Hay acontecimientos que no tienen ningún aspecto positivo, pero sirven de revulsivo a las conciencias. Después de la catástrofe valenciana, se despertó en mí una renovada responsabilidad: cada vez que tomo un alimento de cualquier origen (vegetal o animal) hago mentalmente un repaso de los pasos que ha podido seguir el alimento hasta llegar a mi hogar. Y valoro enormemente a los trabajadores y el esfuerzo que han realizado en el campo, las granjas, el mar. Incluyo a los transportistas y a los dependientes de mercados y tiendas.

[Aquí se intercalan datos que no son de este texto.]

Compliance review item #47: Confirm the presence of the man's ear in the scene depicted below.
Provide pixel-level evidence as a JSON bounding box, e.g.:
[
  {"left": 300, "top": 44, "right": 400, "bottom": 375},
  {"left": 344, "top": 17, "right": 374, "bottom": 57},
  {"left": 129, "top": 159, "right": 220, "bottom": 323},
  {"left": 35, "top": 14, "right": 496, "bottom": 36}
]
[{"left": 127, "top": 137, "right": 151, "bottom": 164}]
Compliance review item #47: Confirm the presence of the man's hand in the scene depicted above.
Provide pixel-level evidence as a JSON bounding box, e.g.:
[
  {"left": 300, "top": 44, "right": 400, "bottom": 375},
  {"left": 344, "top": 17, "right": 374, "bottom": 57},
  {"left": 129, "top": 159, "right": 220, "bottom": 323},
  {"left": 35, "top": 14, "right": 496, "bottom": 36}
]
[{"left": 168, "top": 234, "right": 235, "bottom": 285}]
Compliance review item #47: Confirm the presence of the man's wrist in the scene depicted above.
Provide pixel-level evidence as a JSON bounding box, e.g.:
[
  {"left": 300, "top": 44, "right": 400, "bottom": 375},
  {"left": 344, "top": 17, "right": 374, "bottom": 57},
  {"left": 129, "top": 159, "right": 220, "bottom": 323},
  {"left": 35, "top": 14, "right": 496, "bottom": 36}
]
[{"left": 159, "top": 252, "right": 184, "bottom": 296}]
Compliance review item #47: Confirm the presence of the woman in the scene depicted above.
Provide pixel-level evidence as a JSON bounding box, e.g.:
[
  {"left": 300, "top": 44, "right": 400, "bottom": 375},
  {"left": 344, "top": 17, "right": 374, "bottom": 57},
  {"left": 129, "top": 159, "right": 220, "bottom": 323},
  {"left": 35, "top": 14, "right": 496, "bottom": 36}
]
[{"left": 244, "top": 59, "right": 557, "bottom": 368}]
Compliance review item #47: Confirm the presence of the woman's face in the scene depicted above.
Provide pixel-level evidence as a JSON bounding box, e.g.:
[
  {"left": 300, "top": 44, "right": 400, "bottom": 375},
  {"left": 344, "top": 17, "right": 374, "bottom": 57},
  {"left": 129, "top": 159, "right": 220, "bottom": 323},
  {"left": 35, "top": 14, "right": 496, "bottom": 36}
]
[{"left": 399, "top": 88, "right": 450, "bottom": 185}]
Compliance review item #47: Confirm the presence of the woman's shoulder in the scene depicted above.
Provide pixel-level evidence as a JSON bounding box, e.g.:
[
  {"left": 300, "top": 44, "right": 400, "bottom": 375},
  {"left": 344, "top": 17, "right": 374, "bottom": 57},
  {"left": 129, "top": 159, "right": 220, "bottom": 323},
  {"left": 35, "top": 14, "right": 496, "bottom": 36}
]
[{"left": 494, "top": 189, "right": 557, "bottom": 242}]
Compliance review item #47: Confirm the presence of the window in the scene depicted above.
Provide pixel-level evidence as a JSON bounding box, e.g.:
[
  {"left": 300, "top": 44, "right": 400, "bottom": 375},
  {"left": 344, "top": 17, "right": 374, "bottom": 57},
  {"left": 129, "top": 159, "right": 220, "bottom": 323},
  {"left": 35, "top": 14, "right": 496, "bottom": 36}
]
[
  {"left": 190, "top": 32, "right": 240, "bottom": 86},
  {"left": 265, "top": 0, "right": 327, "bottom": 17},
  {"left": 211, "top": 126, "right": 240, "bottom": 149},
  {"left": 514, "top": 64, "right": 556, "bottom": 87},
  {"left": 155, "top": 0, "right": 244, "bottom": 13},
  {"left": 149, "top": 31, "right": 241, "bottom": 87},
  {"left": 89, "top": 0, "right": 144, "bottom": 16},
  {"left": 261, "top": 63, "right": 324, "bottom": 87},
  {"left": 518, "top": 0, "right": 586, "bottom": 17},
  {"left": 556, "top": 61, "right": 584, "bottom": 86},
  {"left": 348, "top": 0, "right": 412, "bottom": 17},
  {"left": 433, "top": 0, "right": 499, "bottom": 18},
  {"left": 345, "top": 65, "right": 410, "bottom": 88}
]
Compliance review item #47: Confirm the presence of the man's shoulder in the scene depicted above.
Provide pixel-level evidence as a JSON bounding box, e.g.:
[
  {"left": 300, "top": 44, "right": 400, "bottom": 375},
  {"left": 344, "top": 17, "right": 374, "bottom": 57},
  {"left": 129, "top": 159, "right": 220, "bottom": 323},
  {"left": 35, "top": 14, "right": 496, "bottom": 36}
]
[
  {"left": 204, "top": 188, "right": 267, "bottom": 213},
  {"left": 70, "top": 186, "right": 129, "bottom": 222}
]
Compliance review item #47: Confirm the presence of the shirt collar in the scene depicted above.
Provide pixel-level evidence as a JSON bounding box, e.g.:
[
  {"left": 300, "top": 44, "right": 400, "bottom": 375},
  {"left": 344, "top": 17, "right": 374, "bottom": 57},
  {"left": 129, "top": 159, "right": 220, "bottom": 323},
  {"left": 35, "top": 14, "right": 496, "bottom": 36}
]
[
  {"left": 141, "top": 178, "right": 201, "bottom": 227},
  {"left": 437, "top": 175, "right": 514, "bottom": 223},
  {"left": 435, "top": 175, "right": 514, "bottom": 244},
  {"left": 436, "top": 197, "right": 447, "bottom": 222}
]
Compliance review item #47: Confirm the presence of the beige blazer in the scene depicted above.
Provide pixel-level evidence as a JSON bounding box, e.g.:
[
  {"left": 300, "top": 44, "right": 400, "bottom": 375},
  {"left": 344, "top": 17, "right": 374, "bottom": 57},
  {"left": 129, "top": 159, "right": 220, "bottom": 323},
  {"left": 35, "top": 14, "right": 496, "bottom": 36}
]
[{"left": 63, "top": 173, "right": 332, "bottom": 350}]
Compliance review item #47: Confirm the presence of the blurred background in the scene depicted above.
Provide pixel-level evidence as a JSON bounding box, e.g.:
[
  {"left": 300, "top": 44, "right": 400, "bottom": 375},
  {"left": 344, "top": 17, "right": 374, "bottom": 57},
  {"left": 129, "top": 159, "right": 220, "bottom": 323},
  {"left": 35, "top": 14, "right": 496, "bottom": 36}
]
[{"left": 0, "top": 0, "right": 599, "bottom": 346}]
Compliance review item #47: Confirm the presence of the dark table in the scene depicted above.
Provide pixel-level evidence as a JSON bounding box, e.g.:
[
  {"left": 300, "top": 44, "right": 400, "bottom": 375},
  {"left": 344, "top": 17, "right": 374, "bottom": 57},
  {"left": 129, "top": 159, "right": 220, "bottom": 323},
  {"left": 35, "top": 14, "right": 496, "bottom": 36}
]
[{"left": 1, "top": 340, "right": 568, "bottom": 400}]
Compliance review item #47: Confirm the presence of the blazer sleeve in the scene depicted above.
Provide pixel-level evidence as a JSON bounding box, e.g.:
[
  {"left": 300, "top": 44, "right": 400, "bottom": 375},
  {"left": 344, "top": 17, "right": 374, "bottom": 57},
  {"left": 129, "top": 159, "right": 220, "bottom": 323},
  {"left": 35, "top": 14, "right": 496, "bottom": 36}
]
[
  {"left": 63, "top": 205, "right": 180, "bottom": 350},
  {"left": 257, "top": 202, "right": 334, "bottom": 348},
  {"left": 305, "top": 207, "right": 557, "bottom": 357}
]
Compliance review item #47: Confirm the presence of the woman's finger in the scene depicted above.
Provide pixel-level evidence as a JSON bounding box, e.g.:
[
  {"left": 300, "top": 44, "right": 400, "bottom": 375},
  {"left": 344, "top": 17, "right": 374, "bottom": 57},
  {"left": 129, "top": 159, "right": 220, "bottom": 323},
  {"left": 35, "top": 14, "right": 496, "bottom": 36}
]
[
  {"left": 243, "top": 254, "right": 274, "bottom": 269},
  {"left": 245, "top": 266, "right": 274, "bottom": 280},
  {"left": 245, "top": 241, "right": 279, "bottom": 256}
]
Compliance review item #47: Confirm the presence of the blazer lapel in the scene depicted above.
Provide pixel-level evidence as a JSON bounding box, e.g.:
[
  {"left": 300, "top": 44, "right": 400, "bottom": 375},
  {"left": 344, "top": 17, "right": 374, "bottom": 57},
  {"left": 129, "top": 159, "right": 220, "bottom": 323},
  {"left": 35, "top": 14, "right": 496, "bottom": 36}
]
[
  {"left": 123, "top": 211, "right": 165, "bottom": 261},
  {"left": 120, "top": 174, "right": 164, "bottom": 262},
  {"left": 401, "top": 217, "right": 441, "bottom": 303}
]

Si ya antes de esto no tiraba alimento alguno, ahora la idea del desperdicio alimentario me enerva, porque además del trabajo detrás de cada producto están las necesidades de buena parte de la población mundial, privada de lo básico.
Así pues, de una tragedia se generan más motivos para agradecer a Dios por sus bendiciones a los que podemos comer a diario y valorar a los que sostienen el país, dándole de comer. Si me regalan, por ejemplo, una galleta cuando voy al herbolario a comprar, me pongo contenta. Sé de personas que no valoran esto y que ponen pegas cuando alguien les obsequia con algún producto. Hay mucho desagradecido suelto. En los niños, es necesario inculcarles el respeto por los alimentos y por el esfuerzo del prójimo. Además, el rato de la comida, en vez de estar delante de la tele, es muy interesante dedicarlo a charlar con los críos, interesándose por lo que han hecho en el cole, por ejemplo. No en vano, en la mesa se organiza toda una vida social, sobre todo en España, país rico en productos y gastronomía.
Hace poco, me enseñaron el vídeo de una cría de menos de dos años en una boda, la de sus padres. En el convite, daba gusto verla disfrutar de la comida, que tomaba sin ayuda: chupaba la cuchara al terminar y rebañaba con trozos de pan el bol en el que tomó su puré. Su concentración daba que pensar. Creo que la han inculcado que alimentarse es una actividad importante.